Chapter 6 The Kind of Silence That Knows
Morning felt so tense, Isabella stood by the window in one of his shirts, still feeling his hands on her body, she was still feeling the heat on her neck, her skin, the way he looked at her made her shiver.. She hadn’t slept much. Neither had he. They wanted more, their bodies ached for more and Alessandro knew that soon she would be all his!
“I have a meeting,” Alessandro said finally, fastening his watch. “A few hours.”
She turned, brushing hair from her face. “Business.”
“Yes.”
She nodded, understanding more than he’d explained. She always seemed to do that.
“You’ll need clothes,” he added, almost as an afterthought. “You didn’t bring anything.”
A small smile. “I noticed.”
“I’ll have the driver take you to the mall nearby. Buy whatever you want. Take your time.”
Her brow lifted. “Is this you trying to keep me busy.”
“This is me trying spoil you princess,” he replied.
She considered him for a moment, then nodded. “Okay.” Deep inside she felt a warmth that she had never felt before. What was this man doing to her?
The meeting was supposed to be simple.
A closed-door agreement with long-time partners—men who’d known Alessandro since he’d been too young to drink and too sharp to underestimate. The kind of meeting where the real decisions had already been made, and the last hours were just signatures, reassurances, reminders of who held the line.
They met at a private hotel conference suite overlooking the bay.
Alessandro arrived on time. Calm. Controlled. He owned the room and everyone in it.
The room responded accordingly. The same way his father had managed to own everyone and everything around him. It was a gift he had inherited but did not realise it until he was in his fathers chair at the head of the table.
Men stood when he entered. Voices softened. Smiles sharpened into respect that tasted faintly of fear. The Moretti deal- the major deal the Morano family started but the De Luca family gave a better offer and ended up taking the entire job—shipping lanes, percentages, assurances—moved forward without resistance.
No one argued.
No one ever did.
Until the meeting ran long.
A delayed document. A minor disagreement over logistics that should have taken ten minutes and stretched into forty. Alessandro checked his phone once—no messages.
He hesitated, then sent one.
You okay?
The reply came seconds later.
I’m fine. I might be done soon.
Without thinking, he typed back.
Come join us when you’re ready. The important part is over.
He didn’t know why he did it.
Maybe because the room felt stale.
Maybe because he wanted her near.
Maybe because something in him wanted to see how the world reacted to her.
She arrived quietly.
No announcement. No escort.
The door opened, and she stepped inside.
The room changed.
It wasn’t dramatic—not immediately. It was the kind of shift only men like Alessandro noticed. The kind that registered before thought caught up.

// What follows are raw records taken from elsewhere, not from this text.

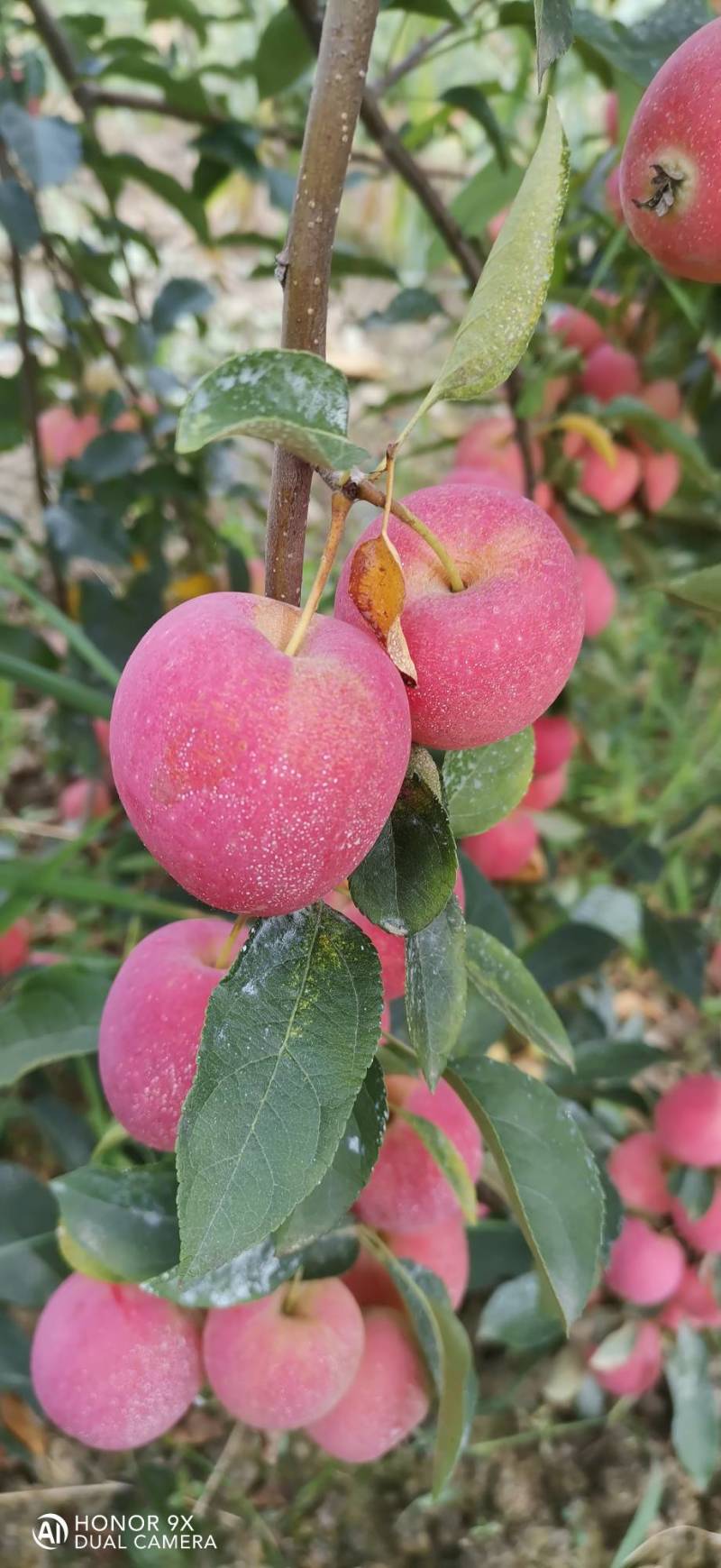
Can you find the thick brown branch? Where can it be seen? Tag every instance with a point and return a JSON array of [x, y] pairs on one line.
[[343, 49]]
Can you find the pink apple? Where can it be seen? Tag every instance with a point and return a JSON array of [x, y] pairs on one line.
[[644, 1267], [112, 1366], [599, 594], [406, 1189], [258, 780], [388, 1398], [689, 1120], [670, 163], [494, 656], [636, 1171], [152, 1021], [286, 1360], [502, 852]]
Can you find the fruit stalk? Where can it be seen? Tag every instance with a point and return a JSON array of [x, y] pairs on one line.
[[305, 262]]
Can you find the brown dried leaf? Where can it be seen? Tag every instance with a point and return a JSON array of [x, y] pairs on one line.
[[379, 591]]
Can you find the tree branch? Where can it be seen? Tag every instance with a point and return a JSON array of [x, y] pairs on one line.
[[305, 264]]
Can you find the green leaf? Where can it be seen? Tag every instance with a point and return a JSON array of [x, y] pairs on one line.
[[568, 952], [121, 1220], [665, 435], [497, 1252], [508, 300], [553, 32], [18, 215], [477, 105], [276, 394], [678, 948], [695, 1429], [179, 297], [408, 876], [447, 1158], [436, 988], [350, 1170], [643, 1518], [30, 1264], [447, 1352], [547, 1171], [693, 1187], [483, 784], [504, 980], [640, 49], [288, 1037], [515, 1316], [282, 55], [485, 905], [256, 1273], [65, 691], [699, 588], [54, 1013], [48, 150]]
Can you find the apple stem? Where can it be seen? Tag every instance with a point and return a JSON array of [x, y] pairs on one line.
[[228, 946], [367, 491], [339, 510]]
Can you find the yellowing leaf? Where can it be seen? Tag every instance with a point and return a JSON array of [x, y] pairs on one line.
[[379, 591], [593, 433]]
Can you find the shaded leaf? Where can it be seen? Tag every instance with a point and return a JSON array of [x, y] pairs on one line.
[[487, 783], [515, 1316], [30, 1264], [408, 876], [504, 980], [276, 394], [48, 150], [436, 988], [54, 1013], [549, 1173], [288, 1037], [123, 1222], [350, 1170], [678, 948], [508, 300], [695, 1429]]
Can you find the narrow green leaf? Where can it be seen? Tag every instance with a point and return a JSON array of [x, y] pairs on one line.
[[436, 988], [447, 1352], [483, 784], [643, 1518], [54, 1013], [699, 588], [408, 876], [447, 1158], [515, 1316], [350, 1170], [275, 394], [124, 1222], [500, 977], [30, 1264], [547, 1170], [553, 32], [695, 1430], [508, 300], [288, 1037]]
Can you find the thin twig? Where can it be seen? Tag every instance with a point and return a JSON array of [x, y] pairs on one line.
[[305, 264]]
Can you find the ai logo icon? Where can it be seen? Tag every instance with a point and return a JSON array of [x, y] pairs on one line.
[[50, 1531]]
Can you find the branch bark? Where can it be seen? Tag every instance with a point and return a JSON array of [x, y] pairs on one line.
[[305, 264]]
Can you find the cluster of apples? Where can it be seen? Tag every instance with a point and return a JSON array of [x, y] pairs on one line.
[[665, 1260], [114, 1366], [507, 852]]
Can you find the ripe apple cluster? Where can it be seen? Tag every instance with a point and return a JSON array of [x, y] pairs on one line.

Isabella wore a simple black dress she’d clearly bought off the rack, hair loose around her shoulders, face bare. She didn’t look like she was trying to impress anyone.
That was the problem.
Alessandro stood. Pulled out the chair beside him.
She sat.
The meeting resumed—for about twelve seconds.
Then one of the men across the table went still.
Not stiff. Not tense.
Still.
His wife, seated beside him, froze the same way—her fingers tightening around her glass, knuckles whitening as if all the blood had drained from them at once.
They stared at Isabella like they were looking at something that should not be there.
Alessandro noticed immediately.
“Is there a problem,” he asked calmly.
The man swallowed.
“No,” he said too quickly. “No problem.”
His wife said nothing. She didn’t look away.
Isabella felt it then—the weight of attention that wasn’t curiosity, wasn’t desire.
Recognition.
Her posture stayed composed, but Alessandro caught the faint tightening of her shoulders. The smallest inhale. Controlled.
The man cleared his throat. “We—ah—we need to excuse ourselves.”
A murmur rippled through the room.
“Excuse yourselves,” another partner repeated. “We’re nearly done.”
“Yes,” the man said, standing abruptly. “But we can’t—” He stopped himself, glanced at Isabella again, then away. “We’re sorry. We can’t be part of this.”
The room went silent.
Alessandro’s voice was mild. “You’re walking away from a signed agreement.”
“Yes.”
“That’s expensive.”
The man nodded, sweat beading at his hairline. “Not as expensive as staying.”
His wife stood with him, eyes still fixed on Isabella. Not angry. Not afraid.
Uneasy.
They gathered their things with shaking hands and moved toward the door.
As they passed Alessandro, the man stopped.
Leaned in just enough that only Alessandro could hear him.
“Be careful,” he said quietly. “She is way more dangerous than she looks.”